Proportion, ratio, and percentage data is very common in ecology (eg, % of flowers pollinated, male:female sex ratio, % mortality in response to a treatment, % of leaf eaten by an herbivore). An article was recently published by some applied statisticians in the journal Ecology titled “The arcsine is asinine: the analysis of proportions in ecology.” They noted that the arcsine transformation has been promoted by long-running texts like Zar’s “Biostatistical Analysis” and Sokal and Rohlf’s “Biometry” (both in their 3rd or 4th eds.) but this technique has been outmoded by generalized linear models and better computing:
The arcsine square root transformation has long been standard procedure when analyzing proportional data in ecology, with applications in data sets containing binomial and non-binomial response variables. Here, we argue that the arcsine transform should not be used in either circumstance. For binomial data, logistic regression has greater interpretability and higher power than analyses of transformed data. […] For non-binomial data, the arcsine transform is undesirable on the grounds of interpretability, and because it can produce nonsensical predictions. The logit transformation is proposed as an alternative approach to address these issues.
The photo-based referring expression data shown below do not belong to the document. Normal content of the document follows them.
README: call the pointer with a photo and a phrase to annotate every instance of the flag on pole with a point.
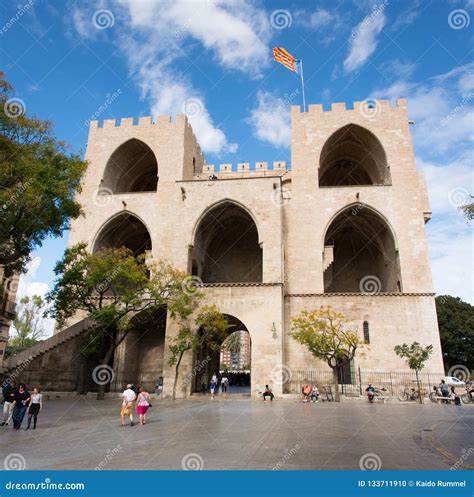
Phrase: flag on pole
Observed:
(286, 59)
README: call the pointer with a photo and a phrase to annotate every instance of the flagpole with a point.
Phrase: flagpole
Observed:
(302, 85)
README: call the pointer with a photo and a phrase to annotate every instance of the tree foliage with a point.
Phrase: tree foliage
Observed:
(112, 287)
(416, 355)
(210, 328)
(27, 325)
(328, 336)
(456, 328)
(38, 179)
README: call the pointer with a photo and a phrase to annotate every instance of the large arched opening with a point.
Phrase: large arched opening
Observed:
(231, 359)
(360, 253)
(226, 246)
(140, 358)
(353, 156)
(124, 230)
(131, 168)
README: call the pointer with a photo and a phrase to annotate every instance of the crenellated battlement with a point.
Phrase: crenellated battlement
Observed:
(126, 122)
(242, 169)
(368, 108)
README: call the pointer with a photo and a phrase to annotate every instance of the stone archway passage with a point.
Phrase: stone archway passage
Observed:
(207, 362)
(363, 255)
(226, 247)
(124, 230)
(353, 156)
(131, 168)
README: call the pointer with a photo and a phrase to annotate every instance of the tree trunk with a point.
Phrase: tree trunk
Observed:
(175, 384)
(418, 386)
(335, 375)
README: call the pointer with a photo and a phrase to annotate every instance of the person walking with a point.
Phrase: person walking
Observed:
(36, 404)
(143, 404)
(268, 393)
(213, 385)
(8, 391)
(128, 396)
(21, 402)
(224, 383)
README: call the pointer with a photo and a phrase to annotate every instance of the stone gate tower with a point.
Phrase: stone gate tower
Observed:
(342, 227)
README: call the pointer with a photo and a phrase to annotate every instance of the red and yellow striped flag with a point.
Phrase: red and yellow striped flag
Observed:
(285, 58)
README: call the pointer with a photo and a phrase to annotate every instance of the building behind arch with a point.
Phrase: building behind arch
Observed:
(343, 226)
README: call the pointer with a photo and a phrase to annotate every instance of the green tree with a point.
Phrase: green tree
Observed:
(112, 286)
(327, 335)
(233, 342)
(38, 179)
(456, 328)
(27, 325)
(416, 356)
(210, 328)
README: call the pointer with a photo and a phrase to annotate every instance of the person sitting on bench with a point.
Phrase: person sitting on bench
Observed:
(268, 393)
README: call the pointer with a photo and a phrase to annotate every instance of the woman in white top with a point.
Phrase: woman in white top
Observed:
(36, 404)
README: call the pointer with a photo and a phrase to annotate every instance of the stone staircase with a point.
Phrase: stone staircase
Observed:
(22, 358)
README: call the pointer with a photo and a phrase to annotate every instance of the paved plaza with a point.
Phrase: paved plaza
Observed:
(239, 433)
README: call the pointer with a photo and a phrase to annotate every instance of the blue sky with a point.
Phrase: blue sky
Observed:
(72, 60)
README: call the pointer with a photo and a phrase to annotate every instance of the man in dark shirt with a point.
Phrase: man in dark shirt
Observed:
(21, 401)
(8, 391)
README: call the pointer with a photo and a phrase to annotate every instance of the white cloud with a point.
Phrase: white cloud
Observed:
(452, 260)
(317, 19)
(364, 39)
(441, 107)
(155, 36)
(29, 286)
(448, 185)
(271, 119)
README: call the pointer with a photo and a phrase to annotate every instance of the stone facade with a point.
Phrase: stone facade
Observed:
(271, 241)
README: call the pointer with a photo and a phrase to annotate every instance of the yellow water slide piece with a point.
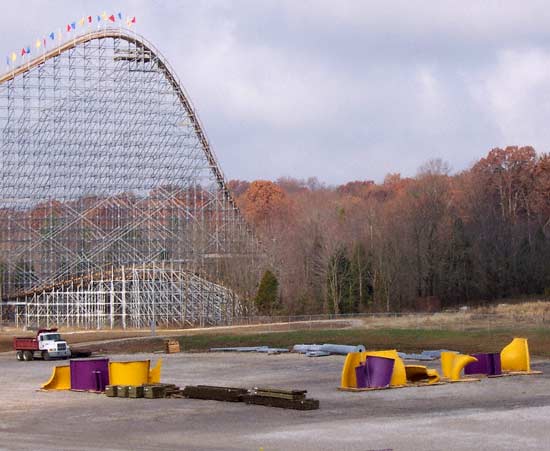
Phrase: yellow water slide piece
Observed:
(515, 356)
(447, 359)
(154, 373)
(459, 362)
(129, 373)
(353, 359)
(60, 379)
(417, 373)
(399, 375)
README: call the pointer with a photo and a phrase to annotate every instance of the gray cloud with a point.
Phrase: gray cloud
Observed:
(342, 90)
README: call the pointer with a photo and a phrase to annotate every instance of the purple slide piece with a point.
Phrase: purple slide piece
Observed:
(379, 371)
(361, 376)
(479, 367)
(90, 374)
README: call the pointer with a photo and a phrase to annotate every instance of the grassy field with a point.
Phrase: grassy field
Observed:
(407, 340)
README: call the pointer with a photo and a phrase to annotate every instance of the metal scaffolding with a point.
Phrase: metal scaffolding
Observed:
(113, 208)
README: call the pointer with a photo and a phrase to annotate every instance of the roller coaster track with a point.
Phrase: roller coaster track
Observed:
(163, 65)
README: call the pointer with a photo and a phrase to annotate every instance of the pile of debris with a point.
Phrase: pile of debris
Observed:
(326, 349)
(262, 349)
(286, 399)
(149, 391)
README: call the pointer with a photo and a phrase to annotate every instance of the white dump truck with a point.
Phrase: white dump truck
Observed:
(47, 344)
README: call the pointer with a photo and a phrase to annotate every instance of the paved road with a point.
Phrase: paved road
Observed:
(503, 414)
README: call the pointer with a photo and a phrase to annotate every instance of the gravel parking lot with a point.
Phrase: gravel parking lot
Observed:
(504, 413)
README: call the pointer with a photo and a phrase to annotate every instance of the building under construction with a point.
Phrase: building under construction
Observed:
(113, 209)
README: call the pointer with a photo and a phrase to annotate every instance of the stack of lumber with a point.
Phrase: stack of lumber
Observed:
(153, 391)
(149, 391)
(229, 394)
(171, 346)
(286, 399)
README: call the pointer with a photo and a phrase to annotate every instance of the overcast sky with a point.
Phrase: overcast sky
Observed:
(341, 90)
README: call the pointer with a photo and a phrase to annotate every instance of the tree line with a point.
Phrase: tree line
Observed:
(478, 235)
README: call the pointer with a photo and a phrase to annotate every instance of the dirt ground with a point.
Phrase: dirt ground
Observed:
(80, 337)
(506, 413)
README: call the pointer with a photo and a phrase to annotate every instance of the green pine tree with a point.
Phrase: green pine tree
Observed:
(266, 297)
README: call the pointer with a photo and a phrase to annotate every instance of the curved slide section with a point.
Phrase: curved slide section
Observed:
(60, 379)
(515, 356)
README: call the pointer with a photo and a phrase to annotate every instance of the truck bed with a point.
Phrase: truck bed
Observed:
(25, 343)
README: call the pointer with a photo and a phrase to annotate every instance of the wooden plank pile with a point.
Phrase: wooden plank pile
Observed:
(228, 394)
(148, 391)
(171, 346)
(286, 399)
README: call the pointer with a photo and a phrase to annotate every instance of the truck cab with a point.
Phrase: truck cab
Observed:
(52, 344)
(47, 343)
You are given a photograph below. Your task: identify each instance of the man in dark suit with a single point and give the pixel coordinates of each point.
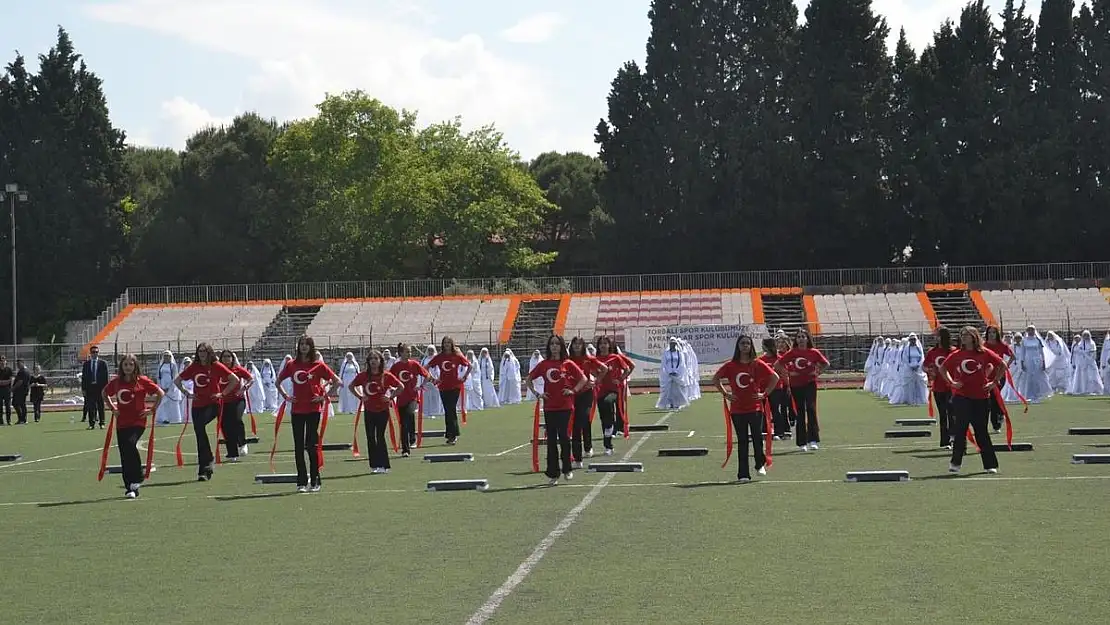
(93, 380)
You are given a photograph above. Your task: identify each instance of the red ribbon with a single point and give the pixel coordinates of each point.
(108, 442)
(354, 440)
(150, 444)
(323, 429)
(273, 449)
(535, 437)
(728, 432)
(254, 427)
(768, 441)
(389, 420)
(420, 417)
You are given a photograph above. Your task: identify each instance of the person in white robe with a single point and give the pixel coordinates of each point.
(1085, 374)
(433, 404)
(172, 407)
(486, 372)
(349, 370)
(538, 384)
(1059, 372)
(258, 391)
(508, 382)
(270, 386)
(672, 377)
(914, 390)
(1105, 361)
(474, 400)
(1035, 358)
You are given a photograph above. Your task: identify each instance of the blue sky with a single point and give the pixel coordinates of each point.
(538, 69)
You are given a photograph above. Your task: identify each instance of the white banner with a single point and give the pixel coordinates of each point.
(714, 344)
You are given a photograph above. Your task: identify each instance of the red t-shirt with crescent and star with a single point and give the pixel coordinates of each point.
(131, 400)
(746, 381)
(205, 379)
(803, 363)
(558, 375)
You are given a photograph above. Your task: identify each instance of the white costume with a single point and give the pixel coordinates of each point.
(1085, 375)
(912, 389)
(1059, 372)
(256, 392)
(538, 383)
(673, 375)
(347, 371)
(1106, 364)
(474, 400)
(508, 382)
(270, 386)
(172, 407)
(433, 404)
(486, 371)
(1033, 359)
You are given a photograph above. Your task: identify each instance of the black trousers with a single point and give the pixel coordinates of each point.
(127, 442)
(558, 442)
(805, 401)
(234, 431)
(607, 412)
(19, 402)
(94, 405)
(749, 430)
(780, 411)
(375, 423)
(971, 412)
(6, 406)
(451, 412)
(944, 401)
(305, 439)
(407, 426)
(995, 409)
(583, 435)
(201, 416)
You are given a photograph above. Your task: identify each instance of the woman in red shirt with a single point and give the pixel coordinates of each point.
(750, 380)
(582, 439)
(409, 371)
(778, 400)
(375, 387)
(941, 394)
(205, 373)
(563, 380)
(611, 389)
(234, 431)
(127, 397)
(450, 383)
(312, 380)
(972, 373)
(801, 365)
(994, 342)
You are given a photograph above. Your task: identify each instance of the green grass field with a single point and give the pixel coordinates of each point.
(678, 543)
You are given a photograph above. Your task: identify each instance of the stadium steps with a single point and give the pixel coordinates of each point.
(535, 321)
(282, 333)
(955, 309)
(784, 312)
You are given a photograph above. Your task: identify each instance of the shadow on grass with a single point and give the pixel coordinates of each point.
(254, 496)
(81, 502)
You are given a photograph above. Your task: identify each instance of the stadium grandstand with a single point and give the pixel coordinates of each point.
(844, 309)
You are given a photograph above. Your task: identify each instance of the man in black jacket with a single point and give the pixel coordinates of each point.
(93, 380)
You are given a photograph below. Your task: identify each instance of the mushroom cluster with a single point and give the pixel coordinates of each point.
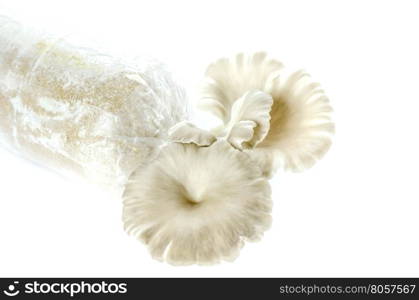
(207, 192)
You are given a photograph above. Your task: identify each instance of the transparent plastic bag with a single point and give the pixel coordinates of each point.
(77, 111)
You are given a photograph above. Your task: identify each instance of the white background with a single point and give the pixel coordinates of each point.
(356, 213)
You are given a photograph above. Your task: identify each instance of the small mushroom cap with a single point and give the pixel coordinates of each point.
(197, 205)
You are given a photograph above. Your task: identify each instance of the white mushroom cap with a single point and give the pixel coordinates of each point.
(197, 204)
(300, 117)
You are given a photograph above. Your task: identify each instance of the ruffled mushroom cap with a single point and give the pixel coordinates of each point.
(300, 117)
(197, 205)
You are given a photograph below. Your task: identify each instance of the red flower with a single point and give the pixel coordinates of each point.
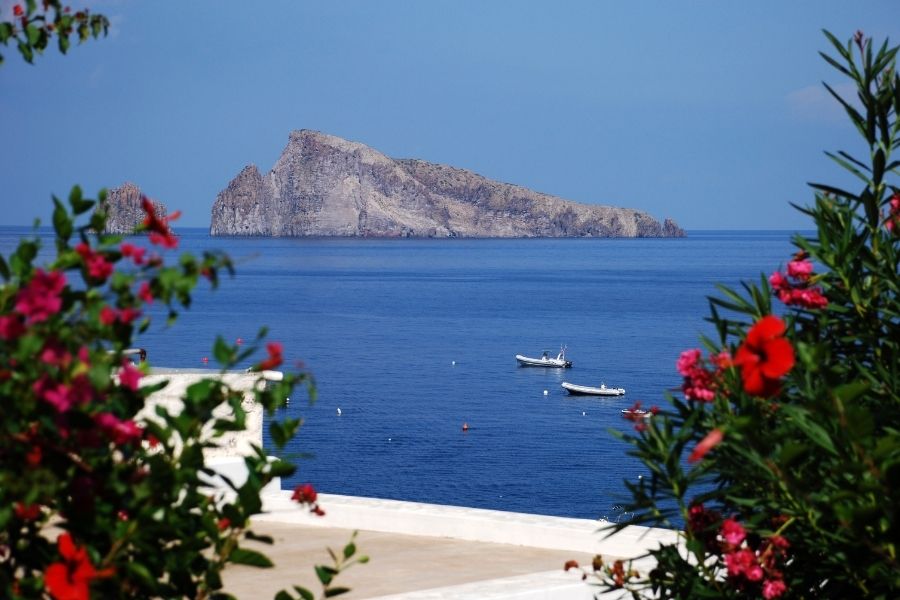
(733, 532)
(764, 357)
(160, 234)
(773, 588)
(70, 578)
(712, 439)
(145, 293)
(40, 300)
(135, 252)
(97, 265)
(130, 377)
(275, 357)
(306, 494)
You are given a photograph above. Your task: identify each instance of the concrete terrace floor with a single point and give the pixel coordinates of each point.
(398, 564)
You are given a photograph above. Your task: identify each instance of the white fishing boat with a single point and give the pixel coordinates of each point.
(636, 413)
(546, 360)
(585, 390)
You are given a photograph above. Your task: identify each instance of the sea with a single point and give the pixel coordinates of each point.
(410, 340)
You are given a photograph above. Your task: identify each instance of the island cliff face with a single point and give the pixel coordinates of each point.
(323, 185)
(124, 211)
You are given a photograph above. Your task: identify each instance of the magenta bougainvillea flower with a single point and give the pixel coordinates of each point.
(764, 357)
(40, 299)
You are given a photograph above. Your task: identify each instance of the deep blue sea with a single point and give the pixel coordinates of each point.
(413, 338)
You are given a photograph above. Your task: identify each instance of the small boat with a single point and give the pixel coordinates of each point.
(584, 390)
(636, 413)
(545, 360)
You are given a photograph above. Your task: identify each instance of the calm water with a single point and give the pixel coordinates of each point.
(381, 323)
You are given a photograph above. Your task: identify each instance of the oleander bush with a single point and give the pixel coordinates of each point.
(96, 500)
(779, 461)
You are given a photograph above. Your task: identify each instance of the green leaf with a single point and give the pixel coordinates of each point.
(243, 556)
(325, 573)
(61, 221)
(349, 550)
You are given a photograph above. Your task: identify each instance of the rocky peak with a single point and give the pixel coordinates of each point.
(323, 185)
(124, 211)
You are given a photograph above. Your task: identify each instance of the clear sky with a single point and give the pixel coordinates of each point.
(709, 112)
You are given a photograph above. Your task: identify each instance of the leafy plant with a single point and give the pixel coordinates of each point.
(96, 496)
(779, 463)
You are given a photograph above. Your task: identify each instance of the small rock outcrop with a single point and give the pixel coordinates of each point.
(324, 185)
(124, 211)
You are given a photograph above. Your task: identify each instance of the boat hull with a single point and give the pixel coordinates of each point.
(584, 390)
(552, 363)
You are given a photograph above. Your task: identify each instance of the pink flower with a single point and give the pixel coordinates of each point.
(11, 327)
(40, 299)
(743, 562)
(144, 292)
(55, 354)
(120, 432)
(130, 377)
(800, 269)
(97, 265)
(135, 252)
(107, 315)
(712, 439)
(733, 532)
(773, 588)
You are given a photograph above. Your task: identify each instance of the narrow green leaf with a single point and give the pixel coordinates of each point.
(325, 573)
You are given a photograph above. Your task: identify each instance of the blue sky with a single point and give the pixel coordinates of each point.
(709, 112)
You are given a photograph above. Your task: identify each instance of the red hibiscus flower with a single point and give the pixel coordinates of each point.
(712, 439)
(40, 300)
(764, 357)
(70, 579)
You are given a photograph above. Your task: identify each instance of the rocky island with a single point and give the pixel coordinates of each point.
(324, 185)
(123, 209)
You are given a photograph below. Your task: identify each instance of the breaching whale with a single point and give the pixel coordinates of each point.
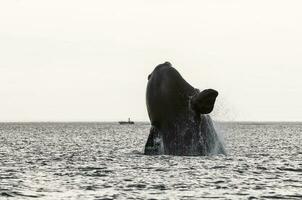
(177, 111)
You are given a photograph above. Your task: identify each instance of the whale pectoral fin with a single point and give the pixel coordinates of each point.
(204, 101)
(153, 145)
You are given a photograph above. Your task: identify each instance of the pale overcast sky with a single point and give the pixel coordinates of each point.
(71, 60)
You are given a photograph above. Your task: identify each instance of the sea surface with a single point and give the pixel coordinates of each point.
(105, 161)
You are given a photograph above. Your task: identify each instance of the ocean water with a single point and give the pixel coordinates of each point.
(106, 161)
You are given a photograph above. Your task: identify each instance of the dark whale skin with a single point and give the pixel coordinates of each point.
(176, 111)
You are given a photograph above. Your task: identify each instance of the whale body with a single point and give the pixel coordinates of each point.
(178, 114)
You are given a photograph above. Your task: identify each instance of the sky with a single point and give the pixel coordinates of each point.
(71, 60)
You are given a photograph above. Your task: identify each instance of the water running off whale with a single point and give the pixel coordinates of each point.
(178, 114)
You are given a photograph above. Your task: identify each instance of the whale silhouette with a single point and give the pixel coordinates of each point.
(177, 111)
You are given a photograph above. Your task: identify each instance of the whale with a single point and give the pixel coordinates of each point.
(179, 116)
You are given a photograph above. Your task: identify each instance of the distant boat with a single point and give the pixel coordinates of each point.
(126, 122)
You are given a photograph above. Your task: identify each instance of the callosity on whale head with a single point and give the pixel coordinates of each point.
(177, 114)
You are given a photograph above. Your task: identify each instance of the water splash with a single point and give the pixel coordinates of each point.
(213, 139)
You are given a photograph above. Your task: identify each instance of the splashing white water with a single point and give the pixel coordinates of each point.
(213, 138)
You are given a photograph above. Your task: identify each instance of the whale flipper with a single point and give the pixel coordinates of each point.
(154, 143)
(203, 102)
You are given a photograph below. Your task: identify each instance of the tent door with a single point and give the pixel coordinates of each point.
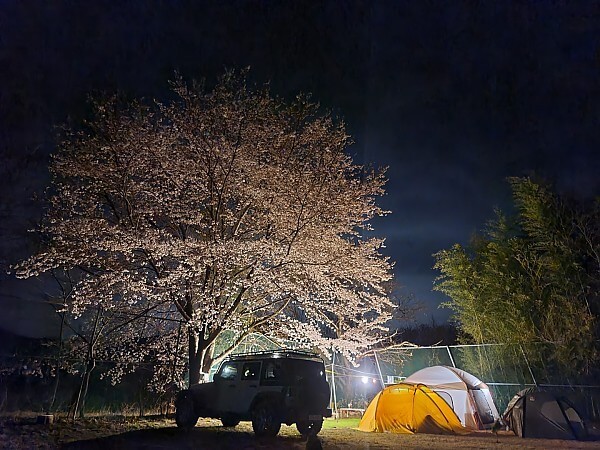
(483, 407)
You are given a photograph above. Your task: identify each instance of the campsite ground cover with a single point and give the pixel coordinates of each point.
(153, 433)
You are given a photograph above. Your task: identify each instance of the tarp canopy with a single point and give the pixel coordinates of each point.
(467, 395)
(410, 408)
(536, 413)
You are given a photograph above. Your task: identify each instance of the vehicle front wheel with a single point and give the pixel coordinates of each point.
(265, 420)
(229, 421)
(306, 428)
(185, 414)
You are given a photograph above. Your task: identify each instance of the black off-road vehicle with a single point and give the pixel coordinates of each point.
(268, 388)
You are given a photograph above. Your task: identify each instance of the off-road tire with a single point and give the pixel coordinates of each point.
(230, 420)
(265, 419)
(185, 413)
(306, 428)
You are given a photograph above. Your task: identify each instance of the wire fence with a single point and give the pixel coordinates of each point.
(31, 384)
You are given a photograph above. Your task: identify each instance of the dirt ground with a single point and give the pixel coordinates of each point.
(160, 433)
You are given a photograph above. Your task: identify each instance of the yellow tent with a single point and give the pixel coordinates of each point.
(410, 408)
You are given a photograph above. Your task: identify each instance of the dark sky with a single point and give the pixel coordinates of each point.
(452, 96)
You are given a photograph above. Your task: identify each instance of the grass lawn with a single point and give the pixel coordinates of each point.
(350, 422)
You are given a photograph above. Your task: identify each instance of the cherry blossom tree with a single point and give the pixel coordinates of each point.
(228, 209)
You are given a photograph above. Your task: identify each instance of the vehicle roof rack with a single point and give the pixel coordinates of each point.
(279, 353)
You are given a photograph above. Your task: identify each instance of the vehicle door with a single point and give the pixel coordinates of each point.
(226, 381)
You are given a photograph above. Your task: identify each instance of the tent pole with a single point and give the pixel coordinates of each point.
(333, 396)
(379, 370)
(450, 355)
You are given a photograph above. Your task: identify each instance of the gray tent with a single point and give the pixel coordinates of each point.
(537, 413)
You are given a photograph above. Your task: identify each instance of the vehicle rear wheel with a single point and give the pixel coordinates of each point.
(306, 428)
(265, 420)
(185, 414)
(229, 420)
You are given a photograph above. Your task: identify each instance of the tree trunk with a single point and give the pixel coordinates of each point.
(195, 357)
(88, 373)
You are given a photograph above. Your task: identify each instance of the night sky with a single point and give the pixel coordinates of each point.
(452, 96)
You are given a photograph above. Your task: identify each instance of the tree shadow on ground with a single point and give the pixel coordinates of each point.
(197, 438)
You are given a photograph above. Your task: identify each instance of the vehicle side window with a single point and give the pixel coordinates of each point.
(250, 371)
(229, 371)
(273, 371)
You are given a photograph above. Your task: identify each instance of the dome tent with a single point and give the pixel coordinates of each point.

I was wondering how common proportion data are in other fields (psych? medicine?)? Is the arcsine still commonly used in other fields or are ecologists exceptional in their use of this (or other) outmoded or less than optimal techniques? Have there been papers in other fields that highlight the need to use more advanced techniques?
I teach it to public health students for two reasons:
one of my colleagues teach it (in the introduction course) as magic recipe, I show them the Delta method and how it is derived;
I think the Delta method and variance stabilizing transformations are not asinine and can be useful. The confidence interval computed using arcsin transform with correction of continuity is not perfect but behaves reasonnably well, and for small samples it is much much better¹ than the Wald procedure, which is still widely used.
As John for psychology and neuroscience, I think many people in epidemiology don’t even care, they just use linear models in a push-button way.
¹ Pires, Amado, 2008. Interval estimators for a binomial proportion.